If you take any field $F$, and a homomorphism of additive groups $(F,+)\to (F,+)$ which does not preserve multiplication, then this will be just such a map.
This is will never exist when $F$ is the field of rational numbers, or more generally, when it is generated by the unity (such as any ${\bf F}_p$ for a prime $p$), because in those, we can define multiplication in terms of addition.
A similar thing happens if you look at continuous additive maps in a topological field generated topologically by the unity (that is, the smallest subfield is dense), like the reals or $p$-adics -- every continuous additive map is linear in this case.
On the other hand, if you don't care about continuity, it is pretty easy to define such a map when $F=K[a]$ is a finite extension of another field $K$. Then you can just take $f\colon F\to F$ as the map such that $f(a^n)=0$ for $0<n<\deg a$ and $f(k)=k$ for $k\in K$. For example, if $K={\bf R}$ and $a=i$, $f$ takes real part of a complex number. In this case, the map is even continuous.

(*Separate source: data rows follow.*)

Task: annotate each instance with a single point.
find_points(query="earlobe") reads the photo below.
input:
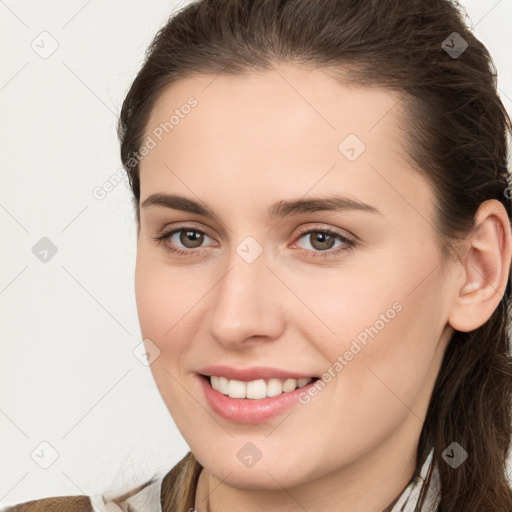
(486, 268)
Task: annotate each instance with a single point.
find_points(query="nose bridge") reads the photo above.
(245, 302)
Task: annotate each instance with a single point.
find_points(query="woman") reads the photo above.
(324, 248)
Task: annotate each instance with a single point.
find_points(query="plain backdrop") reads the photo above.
(79, 411)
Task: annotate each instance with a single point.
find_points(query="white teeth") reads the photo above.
(256, 389)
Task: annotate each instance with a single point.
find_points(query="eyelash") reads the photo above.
(349, 243)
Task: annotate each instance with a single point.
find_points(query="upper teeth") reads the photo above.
(256, 389)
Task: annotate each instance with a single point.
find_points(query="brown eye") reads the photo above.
(191, 238)
(321, 240)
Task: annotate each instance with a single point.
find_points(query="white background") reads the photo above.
(68, 374)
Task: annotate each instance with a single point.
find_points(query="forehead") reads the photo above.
(281, 129)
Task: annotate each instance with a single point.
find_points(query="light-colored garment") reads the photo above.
(148, 498)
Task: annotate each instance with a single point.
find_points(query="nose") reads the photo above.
(246, 304)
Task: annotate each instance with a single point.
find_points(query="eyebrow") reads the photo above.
(277, 210)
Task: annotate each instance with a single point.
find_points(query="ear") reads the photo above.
(486, 268)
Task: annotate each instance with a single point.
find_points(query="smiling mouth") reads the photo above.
(256, 389)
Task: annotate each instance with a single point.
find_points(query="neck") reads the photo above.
(355, 487)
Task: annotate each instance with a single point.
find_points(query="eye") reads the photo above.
(190, 237)
(322, 241)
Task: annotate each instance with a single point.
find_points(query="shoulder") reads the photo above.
(54, 504)
(146, 496)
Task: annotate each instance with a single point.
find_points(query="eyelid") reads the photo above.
(349, 240)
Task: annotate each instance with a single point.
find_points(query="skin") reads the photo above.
(250, 142)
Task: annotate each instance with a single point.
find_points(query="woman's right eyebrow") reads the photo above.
(280, 209)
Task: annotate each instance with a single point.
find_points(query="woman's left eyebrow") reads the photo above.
(277, 210)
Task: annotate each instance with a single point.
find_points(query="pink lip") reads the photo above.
(254, 373)
(247, 410)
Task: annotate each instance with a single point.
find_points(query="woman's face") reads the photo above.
(260, 286)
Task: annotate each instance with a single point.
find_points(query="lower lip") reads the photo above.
(247, 410)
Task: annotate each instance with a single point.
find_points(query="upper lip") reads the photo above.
(253, 373)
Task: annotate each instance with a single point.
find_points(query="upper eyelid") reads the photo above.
(300, 234)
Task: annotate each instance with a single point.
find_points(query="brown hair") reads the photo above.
(456, 128)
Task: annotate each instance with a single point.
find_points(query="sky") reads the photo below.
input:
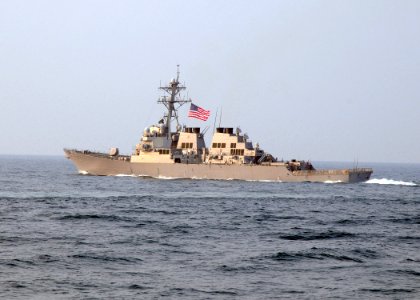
(319, 80)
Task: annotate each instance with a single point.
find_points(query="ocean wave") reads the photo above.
(314, 253)
(333, 181)
(390, 182)
(311, 235)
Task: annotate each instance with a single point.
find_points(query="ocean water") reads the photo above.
(64, 235)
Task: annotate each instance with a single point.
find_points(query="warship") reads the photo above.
(181, 152)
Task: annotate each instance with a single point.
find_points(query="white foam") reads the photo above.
(390, 182)
(262, 180)
(333, 181)
(167, 177)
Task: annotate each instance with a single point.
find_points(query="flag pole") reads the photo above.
(215, 118)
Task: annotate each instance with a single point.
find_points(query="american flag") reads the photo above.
(198, 113)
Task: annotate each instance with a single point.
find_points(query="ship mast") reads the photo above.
(173, 90)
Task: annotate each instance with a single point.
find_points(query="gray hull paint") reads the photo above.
(103, 165)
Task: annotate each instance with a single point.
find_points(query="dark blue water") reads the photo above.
(64, 235)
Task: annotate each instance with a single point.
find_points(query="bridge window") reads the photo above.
(186, 145)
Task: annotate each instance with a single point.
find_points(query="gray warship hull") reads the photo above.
(102, 164)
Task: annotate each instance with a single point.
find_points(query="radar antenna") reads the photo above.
(171, 99)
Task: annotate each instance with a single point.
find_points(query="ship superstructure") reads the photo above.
(179, 151)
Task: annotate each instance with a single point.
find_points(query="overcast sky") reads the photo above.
(320, 80)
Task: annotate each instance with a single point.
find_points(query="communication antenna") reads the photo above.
(215, 118)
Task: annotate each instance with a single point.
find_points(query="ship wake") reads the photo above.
(386, 181)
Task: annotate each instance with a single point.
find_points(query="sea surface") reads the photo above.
(64, 235)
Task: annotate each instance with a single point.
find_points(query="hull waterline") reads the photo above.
(105, 165)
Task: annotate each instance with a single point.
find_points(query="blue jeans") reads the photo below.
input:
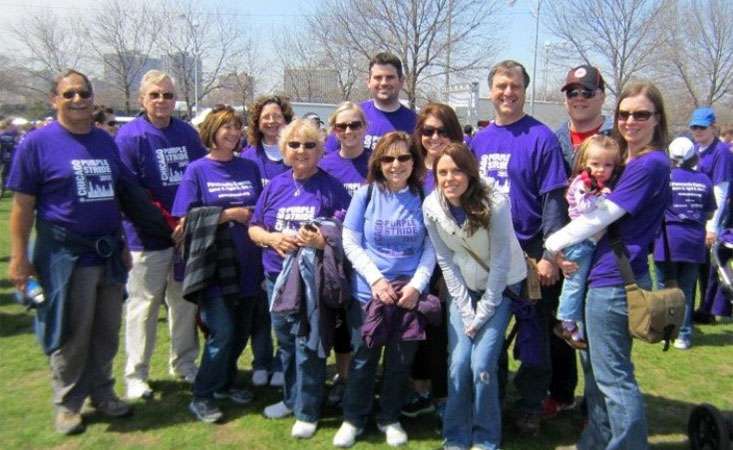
(687, 274)
(228, 331)
(573, 287)
(616, 415)
(359, 392)
(304, 371)
(473, 411)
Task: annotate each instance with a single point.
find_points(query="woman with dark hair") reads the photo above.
(386, 242)
(267, 117)
(437, 126)
(232, 185)
(471, 229)
(635, 209)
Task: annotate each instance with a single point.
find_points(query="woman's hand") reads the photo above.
(408, 297)
(310, 236)
(283, 243)
(384, 292)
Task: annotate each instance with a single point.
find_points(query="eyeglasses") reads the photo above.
(639, 116)
(585, 93)
(390, 159)
(307, 145)
(73, 93)
(430, 131)
(355, 125)
(165, 95)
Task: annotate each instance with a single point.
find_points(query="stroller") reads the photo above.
(708, 428)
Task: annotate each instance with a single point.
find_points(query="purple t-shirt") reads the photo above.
(269, 169)
(524, 160)
(72, 177)
(716, 162)
(692, 202)
(286, 204)
(643, 192)
(379, 123)
(158, 158)
(227, 184)
(351, 172)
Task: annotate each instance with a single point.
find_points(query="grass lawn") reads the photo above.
(673, 383)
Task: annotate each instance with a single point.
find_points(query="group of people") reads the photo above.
(397, 239)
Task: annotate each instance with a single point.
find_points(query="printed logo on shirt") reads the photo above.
(93, 178)
(172, 163)
(290, 217)
(494, 167)
(396, 237)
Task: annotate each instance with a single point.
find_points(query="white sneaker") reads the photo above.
(303, 430)
(259, 377)
(682, 344)
(137, 389)
(277, 411)
(346, 435)
(396, 435)
(277, 379)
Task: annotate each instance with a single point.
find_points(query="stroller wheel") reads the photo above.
(707, 429)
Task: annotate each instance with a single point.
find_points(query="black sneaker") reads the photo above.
(418, 405)
(205, 410)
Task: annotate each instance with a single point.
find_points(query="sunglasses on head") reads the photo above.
(307, 145)
(342, 126)
(430, 131)
(390, 159)
(639, 116)
(585, 93)
(73, 93)
(165, 95)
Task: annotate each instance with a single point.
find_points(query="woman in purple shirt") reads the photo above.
(636, 206)
(233, 184)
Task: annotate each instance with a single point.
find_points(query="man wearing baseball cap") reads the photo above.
(584, 96)
(716, 161)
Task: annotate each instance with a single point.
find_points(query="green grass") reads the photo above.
(673, 383)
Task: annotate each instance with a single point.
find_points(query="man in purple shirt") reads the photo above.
(384, 112)
(157, 148)
(523, 158)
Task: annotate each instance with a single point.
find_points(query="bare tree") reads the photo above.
(432, 37)
(122, 37)
(699, 49)
(616, 35)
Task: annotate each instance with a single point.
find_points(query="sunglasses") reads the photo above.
(390, 159)
(71, 94)
(639, 116)
(355, 125)
(585, 93)
(307, 145)
(430, 131)
(165, 95)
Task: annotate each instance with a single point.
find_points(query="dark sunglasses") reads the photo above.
(165, 95)
(429, 131)
(355, 125)
(585, 93)
(639, 116)
(71, 94)
(390, 159)
(307, 145)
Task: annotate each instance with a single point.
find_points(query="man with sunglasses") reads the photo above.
(716, 161)
(384, 112)
(584, 96)
(157, 148)
(523, 158)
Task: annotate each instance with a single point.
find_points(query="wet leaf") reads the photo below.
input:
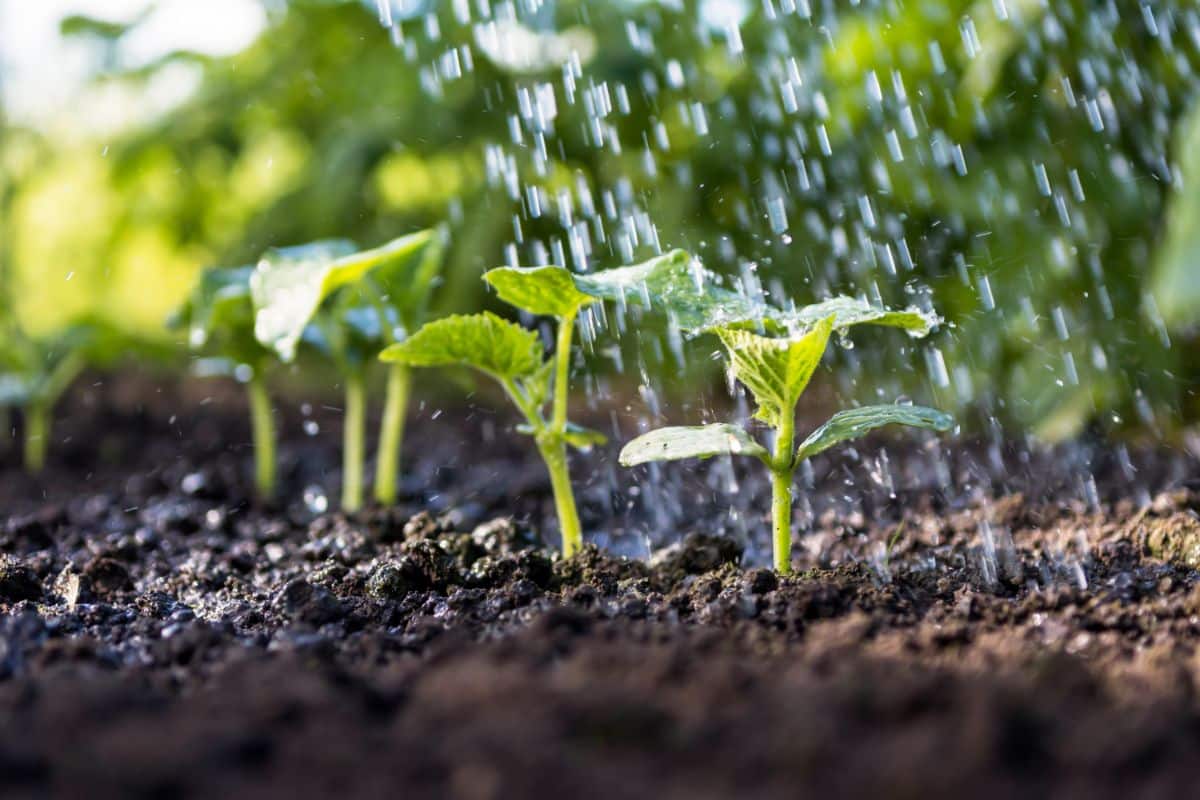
(489, 343)
(856, 422)
(681, 288)
(777, 371)
(853, 311)
(291, 283)
(220, 316)
(700, 441)
(549, 290)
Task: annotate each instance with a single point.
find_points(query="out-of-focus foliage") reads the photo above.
(1009, 161)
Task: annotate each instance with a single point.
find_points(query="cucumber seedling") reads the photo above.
(219, 319)
(777, 371)
(36, 371)
(513, 355)
(348, 305)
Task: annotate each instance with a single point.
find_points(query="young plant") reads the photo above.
(777, 371)
(514, 358)
(35, 372)
(349, 305)
(219, 318)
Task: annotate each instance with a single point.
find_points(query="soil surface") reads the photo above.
(967, 619)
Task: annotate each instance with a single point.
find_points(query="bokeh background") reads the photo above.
(1031, 168)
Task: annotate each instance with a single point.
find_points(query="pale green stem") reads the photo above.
(555, 455)
(37, 434)
(562, 372)
(263, 426)
(353, 437)
(781, 469)
(564, 498)
(391, 433)
(551, 443)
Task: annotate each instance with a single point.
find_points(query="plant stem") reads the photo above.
(781, 469)
(391, 433)
(562, 372)
(353, 435)
(37, 434)
(564, 498)
(263, 425)
(555, 455)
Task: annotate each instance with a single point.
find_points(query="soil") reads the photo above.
(969, 619)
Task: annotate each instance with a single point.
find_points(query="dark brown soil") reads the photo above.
(981, 621)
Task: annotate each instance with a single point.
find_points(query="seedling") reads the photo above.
(219, 318)
(35, 372)
(514, 356)
(349, 305)
(777, 372)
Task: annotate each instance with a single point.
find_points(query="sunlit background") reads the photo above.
(1029, 168)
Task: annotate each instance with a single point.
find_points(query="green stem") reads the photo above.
(562, 372)
(263, 426)
(37, 434)
(353, 435)
(564, 498)
(391, 433)
(555, 453)
(781, 469)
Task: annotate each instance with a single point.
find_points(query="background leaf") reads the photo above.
(485, 341)
(289, 284)
(700, 441)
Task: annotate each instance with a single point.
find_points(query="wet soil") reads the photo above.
(982, 620)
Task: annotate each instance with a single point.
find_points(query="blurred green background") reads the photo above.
(1031, 168)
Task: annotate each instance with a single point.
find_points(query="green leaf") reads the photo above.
(1176, 271)
(549, 290)
(489, 343)
(696, 300)
(852, 311)
(702, 441)
(291, 283)
(684, 290)
(857, 422)
(220, 313)
(777, 371)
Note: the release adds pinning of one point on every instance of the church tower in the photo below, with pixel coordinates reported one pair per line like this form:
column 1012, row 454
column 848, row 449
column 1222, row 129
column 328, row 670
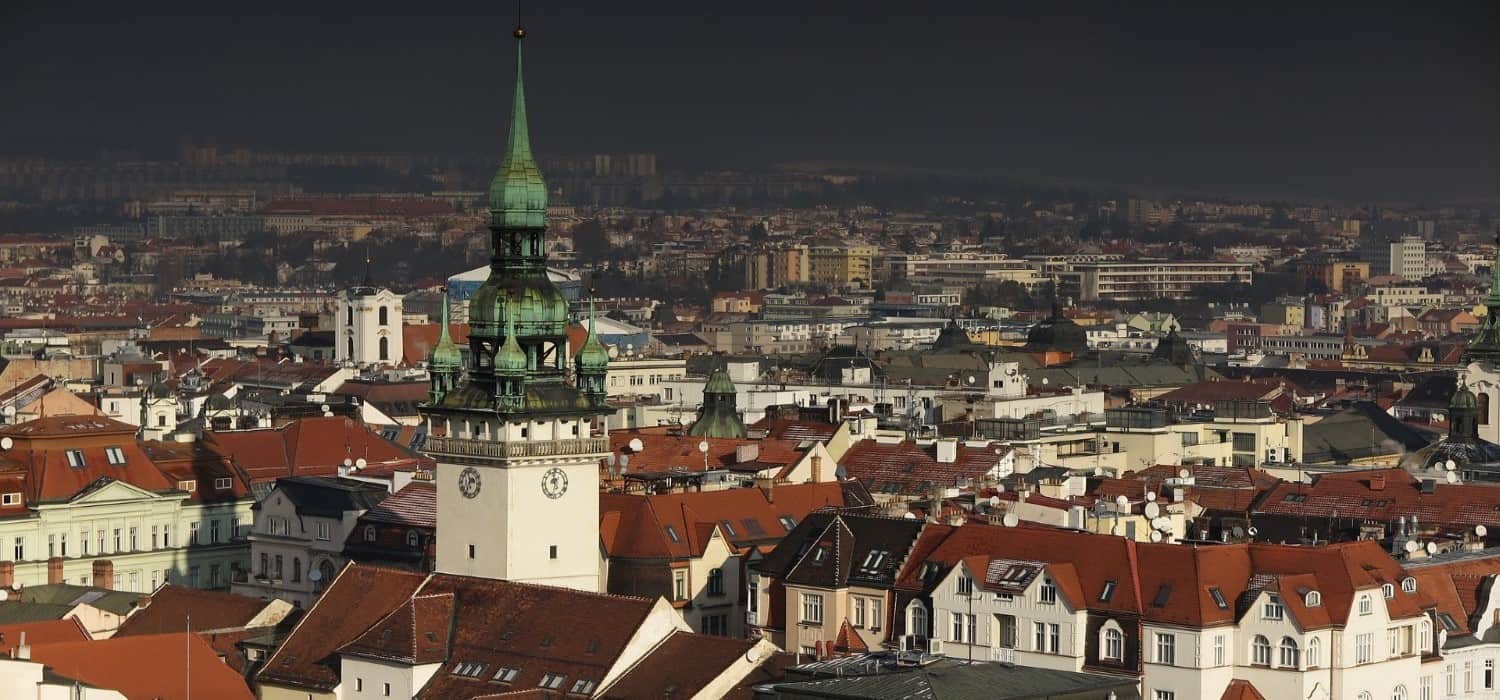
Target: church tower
column 518, row 444
column 1482, row 360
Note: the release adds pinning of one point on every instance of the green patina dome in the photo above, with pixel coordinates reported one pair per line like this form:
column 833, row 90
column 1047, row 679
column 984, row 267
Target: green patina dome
column 518, row 195
column 446, row 354
column 510, row 358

For fields which are not finite extensions of other fields (such as $F={\bf R}$), the existence of such maps may require a nontrivial application of axiom of choice, or more precisely, basis theorem, and then we can proceed as in the preceding paragraph: if $K\subseteq F$ is a field extension, then the map $F\to F$ which is identity on $K$ and takes a basis complementary to $1$ to zero is $K$-linear, and therefore additive.
Consider any field homomorphism $L \to L$, and consider $L$ as a vector-space over a subfield, which is not fixed by the map.
From that point of view, the "easiest" example is Frobenius on $\mathbb F_4$.
Note that there are 8 additive maps on the field with 4 elements, which of 4 are also linear.